Neural network is quite similar to finite element method. In terms of finite element method, we can write down a neural network structured form of a function [Freitag2007]

$\psi(x_i) = A(x_i) + F(x_i, \mathcal N_i),$

where $$\mathcal N$$ is the neural network structure. Specifically,

$\mathcal N_i = \sigma( w_{ij} x_j + u_i ).$

The function is parameterized using the network. Such parameterization is similar to collocation method in finite element method, where multiple basis is used for each location.

One of the choice of the function $$F$$ is a linear combination,

$F(x_i, \mathcal N_i) = x_i \mathcal N_i,$

and $$A(x_i)$$ should take care of the boundary condition.

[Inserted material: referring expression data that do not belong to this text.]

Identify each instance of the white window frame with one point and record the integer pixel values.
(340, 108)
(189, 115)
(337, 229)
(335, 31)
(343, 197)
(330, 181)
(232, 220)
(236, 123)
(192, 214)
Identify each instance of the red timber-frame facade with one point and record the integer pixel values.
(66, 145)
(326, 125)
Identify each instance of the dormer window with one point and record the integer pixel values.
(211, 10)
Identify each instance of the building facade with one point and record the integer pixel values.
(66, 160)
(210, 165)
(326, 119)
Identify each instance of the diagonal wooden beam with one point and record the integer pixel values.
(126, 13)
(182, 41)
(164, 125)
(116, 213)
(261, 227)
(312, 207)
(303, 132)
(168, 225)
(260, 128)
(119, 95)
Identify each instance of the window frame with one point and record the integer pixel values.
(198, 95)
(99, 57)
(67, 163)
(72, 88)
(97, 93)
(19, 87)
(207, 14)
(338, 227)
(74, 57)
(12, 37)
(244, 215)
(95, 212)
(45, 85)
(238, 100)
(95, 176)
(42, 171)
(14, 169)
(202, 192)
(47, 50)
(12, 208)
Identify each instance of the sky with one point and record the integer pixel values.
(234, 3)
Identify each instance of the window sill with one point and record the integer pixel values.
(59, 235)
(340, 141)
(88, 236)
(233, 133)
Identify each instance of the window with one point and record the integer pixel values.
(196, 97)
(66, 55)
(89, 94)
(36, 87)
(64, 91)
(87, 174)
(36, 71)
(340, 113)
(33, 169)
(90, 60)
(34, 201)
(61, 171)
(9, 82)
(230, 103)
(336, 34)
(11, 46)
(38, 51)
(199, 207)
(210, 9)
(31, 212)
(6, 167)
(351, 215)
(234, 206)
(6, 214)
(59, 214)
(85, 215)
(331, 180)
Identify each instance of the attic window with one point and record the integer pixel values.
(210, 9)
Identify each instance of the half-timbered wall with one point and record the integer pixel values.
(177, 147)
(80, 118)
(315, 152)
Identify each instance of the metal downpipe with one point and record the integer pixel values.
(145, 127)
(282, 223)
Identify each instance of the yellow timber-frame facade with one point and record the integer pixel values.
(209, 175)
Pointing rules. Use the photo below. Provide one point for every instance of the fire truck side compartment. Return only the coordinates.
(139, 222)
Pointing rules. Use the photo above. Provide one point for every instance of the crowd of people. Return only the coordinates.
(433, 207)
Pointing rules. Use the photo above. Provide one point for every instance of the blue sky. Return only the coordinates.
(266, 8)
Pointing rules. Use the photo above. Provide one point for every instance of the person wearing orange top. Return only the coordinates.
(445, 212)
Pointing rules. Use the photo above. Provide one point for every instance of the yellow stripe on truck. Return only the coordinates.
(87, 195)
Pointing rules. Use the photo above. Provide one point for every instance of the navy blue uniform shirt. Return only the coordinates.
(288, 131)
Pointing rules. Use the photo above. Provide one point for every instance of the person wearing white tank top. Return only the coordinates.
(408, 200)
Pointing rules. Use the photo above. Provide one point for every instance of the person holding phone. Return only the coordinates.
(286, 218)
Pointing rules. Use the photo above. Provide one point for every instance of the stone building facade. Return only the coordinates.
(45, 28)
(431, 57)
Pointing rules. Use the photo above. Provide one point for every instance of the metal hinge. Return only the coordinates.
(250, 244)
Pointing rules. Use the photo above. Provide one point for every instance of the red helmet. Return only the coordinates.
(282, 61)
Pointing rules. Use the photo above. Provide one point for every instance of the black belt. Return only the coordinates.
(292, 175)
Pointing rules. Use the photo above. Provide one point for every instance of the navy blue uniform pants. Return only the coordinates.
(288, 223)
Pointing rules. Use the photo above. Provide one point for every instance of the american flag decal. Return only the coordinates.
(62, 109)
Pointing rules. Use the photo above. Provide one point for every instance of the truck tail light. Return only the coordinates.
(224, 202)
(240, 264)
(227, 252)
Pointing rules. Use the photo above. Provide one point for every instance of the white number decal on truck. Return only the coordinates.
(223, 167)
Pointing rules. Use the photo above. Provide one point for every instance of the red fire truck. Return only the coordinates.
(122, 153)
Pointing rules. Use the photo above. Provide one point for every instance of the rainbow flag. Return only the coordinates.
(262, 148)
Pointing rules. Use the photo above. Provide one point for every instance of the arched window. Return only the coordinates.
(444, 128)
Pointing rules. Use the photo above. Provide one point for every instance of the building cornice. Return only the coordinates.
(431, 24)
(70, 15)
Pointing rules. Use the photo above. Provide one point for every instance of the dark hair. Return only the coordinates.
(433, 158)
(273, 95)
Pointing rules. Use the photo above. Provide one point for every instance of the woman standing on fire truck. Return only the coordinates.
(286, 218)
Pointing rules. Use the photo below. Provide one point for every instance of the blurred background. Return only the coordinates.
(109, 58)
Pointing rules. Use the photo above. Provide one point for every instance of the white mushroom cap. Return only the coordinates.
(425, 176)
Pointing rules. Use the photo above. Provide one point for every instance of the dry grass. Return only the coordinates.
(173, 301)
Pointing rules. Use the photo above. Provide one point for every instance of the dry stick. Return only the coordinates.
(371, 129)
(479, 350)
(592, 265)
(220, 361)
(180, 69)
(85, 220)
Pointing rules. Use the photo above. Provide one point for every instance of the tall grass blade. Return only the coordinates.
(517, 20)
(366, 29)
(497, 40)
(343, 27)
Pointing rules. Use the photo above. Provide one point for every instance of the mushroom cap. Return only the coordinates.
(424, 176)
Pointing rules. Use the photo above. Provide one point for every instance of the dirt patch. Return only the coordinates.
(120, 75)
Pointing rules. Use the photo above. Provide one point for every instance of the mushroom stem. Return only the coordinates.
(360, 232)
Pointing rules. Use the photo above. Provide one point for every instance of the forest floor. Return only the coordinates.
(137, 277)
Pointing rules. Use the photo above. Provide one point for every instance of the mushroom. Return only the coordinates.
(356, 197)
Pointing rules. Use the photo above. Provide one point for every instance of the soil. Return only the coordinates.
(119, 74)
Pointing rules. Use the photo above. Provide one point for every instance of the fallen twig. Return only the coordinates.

Relation to finite element method

This function is similar to the finite element function basis approximation. The goal in finite element method is to find the coefficients of each basis functions to achieve a good approximation. In ANN method, each sigmoid is the analogy to the basis functions, where we are looking for both the coefficients of sigmoids and the parameters of them. These sigmoid functions are some kind of adaptive basis functions.

With such parameterization, the differential equation itself is parameterized such that

$\mathcal L \psi - f = 0,$

such that the minimization should be

$\lvert \mathcal L \psi - f \rvert^2 \to 0$

at each point.

## References and Notes¶

 [Freitag2007] Freitag, K. J. (2007). Neural networks and differential equations.